Using the chain rule and using the fact that $\overline{y}_{t}$ is a function of $h_{t}$ and which indeed is a function of $c_{t}$ , the following expression arises:-

$\frac{\partial E_{t}}{\partial W} = \frac{\partial E_{t}}{\partial \overline{y}_{t}}\frac{\partial \overline{y}_{t}}{\partial h_{t}}\frac{\partial h_{t}}{\partial c_{t}}\frac{\partial c_{t}}{\partial c_{t-1}}\frac{\partial c_{t-1}}{\partial c_{t-2}}.......\frac{\partial c_{0}}{\partial W}$

Thus the total error gradient is given by the following:-

$\frac{\partial E}{\partial W} = \sum _{t} \frac{\partial E_{t}}{\partial \overline{y}_{t}}\frac{\partial \overline{y}_{t}}{\partial h_{t}}\frac{\partial h_{t}}{\partial c_{t}}\frac{\partial c_{t}}{\partial c_{t-1}}\frac{\partial c_{t-1}}{\partial c_{t-2}}.......\frac{\partial c_{0}}{\partial W}$

Note that the gradient equation involves a chain of $\partial c_{t}$ for an LSTM Back-Propagation while the gradient equation involves a chain of $\partial h_{t}$ for a basic Recurrent Neural Network.

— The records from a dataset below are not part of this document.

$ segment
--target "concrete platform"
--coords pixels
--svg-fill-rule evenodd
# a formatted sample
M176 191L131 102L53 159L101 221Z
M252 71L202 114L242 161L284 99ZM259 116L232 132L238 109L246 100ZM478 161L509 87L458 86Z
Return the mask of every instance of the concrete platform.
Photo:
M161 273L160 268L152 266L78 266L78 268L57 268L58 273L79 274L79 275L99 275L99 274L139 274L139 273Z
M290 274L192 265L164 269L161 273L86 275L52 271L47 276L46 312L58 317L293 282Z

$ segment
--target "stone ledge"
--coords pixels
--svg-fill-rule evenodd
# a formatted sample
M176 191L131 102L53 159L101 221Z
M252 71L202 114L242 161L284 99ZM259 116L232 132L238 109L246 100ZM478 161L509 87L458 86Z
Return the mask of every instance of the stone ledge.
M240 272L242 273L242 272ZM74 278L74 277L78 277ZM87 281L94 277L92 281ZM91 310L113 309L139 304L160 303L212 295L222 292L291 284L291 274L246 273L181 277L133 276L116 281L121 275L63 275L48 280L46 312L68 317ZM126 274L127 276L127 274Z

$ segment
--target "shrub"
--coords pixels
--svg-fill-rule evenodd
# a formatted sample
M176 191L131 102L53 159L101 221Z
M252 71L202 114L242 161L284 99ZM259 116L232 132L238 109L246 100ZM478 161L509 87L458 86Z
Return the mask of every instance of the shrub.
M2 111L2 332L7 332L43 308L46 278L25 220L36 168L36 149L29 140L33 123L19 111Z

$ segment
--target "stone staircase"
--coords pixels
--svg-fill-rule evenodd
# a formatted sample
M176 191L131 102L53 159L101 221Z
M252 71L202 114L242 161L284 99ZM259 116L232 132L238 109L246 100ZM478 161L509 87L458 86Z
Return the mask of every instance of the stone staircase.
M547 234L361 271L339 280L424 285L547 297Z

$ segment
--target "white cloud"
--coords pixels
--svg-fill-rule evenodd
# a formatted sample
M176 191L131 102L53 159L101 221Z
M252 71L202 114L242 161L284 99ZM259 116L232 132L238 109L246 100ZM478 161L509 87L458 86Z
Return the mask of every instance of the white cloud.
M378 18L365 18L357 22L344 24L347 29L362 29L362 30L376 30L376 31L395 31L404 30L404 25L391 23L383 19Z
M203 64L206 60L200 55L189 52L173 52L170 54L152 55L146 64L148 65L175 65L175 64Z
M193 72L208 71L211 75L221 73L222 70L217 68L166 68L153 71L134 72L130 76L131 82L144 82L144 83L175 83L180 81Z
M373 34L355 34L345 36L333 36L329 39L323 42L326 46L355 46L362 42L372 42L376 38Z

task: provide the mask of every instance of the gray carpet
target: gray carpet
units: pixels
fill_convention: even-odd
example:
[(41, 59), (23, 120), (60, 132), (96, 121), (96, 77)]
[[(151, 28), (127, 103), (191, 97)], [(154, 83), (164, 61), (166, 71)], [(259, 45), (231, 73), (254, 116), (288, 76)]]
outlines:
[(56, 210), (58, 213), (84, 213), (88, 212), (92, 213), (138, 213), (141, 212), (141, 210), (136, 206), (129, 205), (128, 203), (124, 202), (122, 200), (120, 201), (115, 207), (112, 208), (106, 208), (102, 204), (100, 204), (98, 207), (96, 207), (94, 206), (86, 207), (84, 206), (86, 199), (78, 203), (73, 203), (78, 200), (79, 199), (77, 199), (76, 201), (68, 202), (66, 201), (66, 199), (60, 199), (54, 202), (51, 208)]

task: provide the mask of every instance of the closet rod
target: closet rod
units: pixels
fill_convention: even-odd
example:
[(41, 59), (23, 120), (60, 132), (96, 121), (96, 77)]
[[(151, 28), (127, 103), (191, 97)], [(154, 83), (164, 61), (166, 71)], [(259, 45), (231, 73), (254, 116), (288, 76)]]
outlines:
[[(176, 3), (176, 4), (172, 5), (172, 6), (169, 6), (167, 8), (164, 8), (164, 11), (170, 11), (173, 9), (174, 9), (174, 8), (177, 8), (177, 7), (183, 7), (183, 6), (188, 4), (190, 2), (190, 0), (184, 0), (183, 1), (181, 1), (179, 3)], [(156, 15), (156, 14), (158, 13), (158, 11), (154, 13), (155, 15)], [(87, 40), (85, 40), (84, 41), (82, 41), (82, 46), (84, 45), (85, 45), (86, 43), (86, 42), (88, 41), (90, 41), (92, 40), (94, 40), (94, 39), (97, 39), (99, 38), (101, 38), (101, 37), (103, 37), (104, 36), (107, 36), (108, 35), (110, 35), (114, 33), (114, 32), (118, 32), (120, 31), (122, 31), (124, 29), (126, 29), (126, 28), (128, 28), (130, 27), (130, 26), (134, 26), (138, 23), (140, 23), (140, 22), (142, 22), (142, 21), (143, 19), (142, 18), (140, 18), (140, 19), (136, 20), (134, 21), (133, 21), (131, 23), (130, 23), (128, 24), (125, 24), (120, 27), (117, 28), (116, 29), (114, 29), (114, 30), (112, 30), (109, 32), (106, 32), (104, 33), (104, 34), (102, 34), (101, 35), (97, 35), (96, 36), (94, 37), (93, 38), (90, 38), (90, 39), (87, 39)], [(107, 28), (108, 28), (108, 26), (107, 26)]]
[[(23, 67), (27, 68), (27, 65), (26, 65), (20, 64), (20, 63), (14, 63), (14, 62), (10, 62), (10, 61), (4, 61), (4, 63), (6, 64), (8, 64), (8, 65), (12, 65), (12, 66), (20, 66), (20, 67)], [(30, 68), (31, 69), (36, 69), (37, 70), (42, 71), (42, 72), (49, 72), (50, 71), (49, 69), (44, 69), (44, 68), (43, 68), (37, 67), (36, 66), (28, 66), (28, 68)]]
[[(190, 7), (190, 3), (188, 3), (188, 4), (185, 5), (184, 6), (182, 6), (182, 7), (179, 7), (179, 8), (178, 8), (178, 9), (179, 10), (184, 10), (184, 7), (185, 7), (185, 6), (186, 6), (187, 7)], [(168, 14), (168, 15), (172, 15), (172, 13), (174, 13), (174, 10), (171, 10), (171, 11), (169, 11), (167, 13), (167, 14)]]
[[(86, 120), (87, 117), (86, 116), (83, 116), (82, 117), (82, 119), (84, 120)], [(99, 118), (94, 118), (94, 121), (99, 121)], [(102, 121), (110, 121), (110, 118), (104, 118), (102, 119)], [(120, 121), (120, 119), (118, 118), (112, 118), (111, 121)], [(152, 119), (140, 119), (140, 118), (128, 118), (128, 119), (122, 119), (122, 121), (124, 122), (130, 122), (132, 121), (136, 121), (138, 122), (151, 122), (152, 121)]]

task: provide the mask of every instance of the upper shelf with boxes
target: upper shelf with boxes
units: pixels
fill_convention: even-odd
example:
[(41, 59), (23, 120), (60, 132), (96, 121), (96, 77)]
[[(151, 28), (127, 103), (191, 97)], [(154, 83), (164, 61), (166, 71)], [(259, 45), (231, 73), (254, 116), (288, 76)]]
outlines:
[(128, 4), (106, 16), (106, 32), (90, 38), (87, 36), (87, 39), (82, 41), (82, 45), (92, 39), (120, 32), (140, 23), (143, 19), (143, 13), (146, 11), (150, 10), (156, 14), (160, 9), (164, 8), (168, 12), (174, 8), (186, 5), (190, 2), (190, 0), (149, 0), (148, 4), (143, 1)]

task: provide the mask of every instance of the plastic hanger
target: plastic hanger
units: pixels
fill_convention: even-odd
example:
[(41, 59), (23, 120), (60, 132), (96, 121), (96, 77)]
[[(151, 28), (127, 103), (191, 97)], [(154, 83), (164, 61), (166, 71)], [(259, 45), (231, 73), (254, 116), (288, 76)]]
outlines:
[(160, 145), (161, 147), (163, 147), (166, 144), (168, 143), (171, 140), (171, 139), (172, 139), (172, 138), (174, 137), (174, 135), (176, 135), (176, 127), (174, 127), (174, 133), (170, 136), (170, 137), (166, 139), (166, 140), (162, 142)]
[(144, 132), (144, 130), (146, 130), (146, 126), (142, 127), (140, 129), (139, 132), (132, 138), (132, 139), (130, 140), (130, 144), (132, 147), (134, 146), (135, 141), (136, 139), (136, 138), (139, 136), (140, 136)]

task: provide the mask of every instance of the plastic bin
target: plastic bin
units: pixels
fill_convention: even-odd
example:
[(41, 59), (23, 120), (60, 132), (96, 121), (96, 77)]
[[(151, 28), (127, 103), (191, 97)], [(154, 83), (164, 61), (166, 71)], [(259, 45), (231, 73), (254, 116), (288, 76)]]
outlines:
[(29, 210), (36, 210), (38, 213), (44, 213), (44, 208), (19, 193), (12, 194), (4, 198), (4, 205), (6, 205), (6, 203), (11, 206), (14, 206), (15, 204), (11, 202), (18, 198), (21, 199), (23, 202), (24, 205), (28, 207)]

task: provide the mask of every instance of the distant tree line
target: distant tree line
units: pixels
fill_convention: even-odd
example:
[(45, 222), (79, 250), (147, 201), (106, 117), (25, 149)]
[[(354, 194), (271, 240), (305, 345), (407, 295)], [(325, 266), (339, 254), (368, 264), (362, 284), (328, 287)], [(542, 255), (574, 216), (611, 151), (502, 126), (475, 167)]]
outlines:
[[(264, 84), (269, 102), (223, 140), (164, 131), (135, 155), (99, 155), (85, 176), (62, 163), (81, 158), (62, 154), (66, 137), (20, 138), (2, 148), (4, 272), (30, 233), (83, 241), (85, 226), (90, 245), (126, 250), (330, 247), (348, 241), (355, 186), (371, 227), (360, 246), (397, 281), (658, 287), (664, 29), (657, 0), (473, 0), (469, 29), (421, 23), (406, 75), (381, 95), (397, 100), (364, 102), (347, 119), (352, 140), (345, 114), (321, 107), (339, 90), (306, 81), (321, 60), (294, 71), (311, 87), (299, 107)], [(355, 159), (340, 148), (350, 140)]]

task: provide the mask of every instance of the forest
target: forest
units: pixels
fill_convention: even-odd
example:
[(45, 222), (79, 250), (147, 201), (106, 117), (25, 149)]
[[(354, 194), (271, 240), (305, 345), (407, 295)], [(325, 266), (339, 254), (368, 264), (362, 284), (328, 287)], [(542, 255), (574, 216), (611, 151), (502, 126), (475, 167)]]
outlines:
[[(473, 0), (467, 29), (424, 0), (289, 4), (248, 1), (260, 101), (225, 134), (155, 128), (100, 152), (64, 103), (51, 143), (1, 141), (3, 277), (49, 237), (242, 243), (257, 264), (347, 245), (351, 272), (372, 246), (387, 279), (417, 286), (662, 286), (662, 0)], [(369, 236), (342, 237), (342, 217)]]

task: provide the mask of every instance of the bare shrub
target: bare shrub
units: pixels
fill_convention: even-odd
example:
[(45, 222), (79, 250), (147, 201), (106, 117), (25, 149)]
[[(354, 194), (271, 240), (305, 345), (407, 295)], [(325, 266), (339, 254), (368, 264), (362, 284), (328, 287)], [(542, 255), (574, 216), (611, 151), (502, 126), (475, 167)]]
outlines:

How does LSTM solve the problem of vanishing and exploding gradients?

Recall the expression for $c_{t}$ .

$c_{t} = i\odot g + f\odot c_{t-1}$

The value of the gradients is controlled by the chain of derivatives starting from $\frac{\partial c_{t}}{\partial c_{t-1}}$ . Expanding this value using the expression for $c_{t}$ :-

$\frac{\partial c_{t}}{\partial c_{t-1}} = \frac{\partial c_{t}}{\partial f}\frac{\partial f}{\partial h_{t-1}}\frac{\partial h_{t-1}}{\partial c_{t-1}} + \frac{\partial c_{t}}{\partial i}\frac{\partial i}{\partial h_{t-1}}\frac{\partial h_{t-1}}{\partial c_{t-1}} + \frac{\partial c_{t}}{\partial g}\frac{\partial g}{\partial h_{t-1}}\frac{\partial h_{t-1}}{\partial c_{t-1}} + \frac{\partial c_{t}}{\partial c_{t-1}}$

For a basic RNN, the term $\frac{\partial h_{t}}{\partial h_{t-1}}$ after a certain time starts to take values either greater than 1 or less than 1 but always in the same range. This is the root cause of the vanishing and exploding gradients problem. In an LSTM, the term $\frac{\partial c_{t}}{\partial c_{t-1}}$ does not have a fixed pattern and can take any positive value at any time step. Thus, it is not guaranteed that for an infinite number of time steps, the term will converge to 0 or diverge completely. If the gradient starts converging towards zero, then the weights of the gates can be adjusted accordingly to bring it closer to 1. Since during the training phase, the network adjusts these weights only, it thus learns when to let the gradient converge to zero and when to preserve it.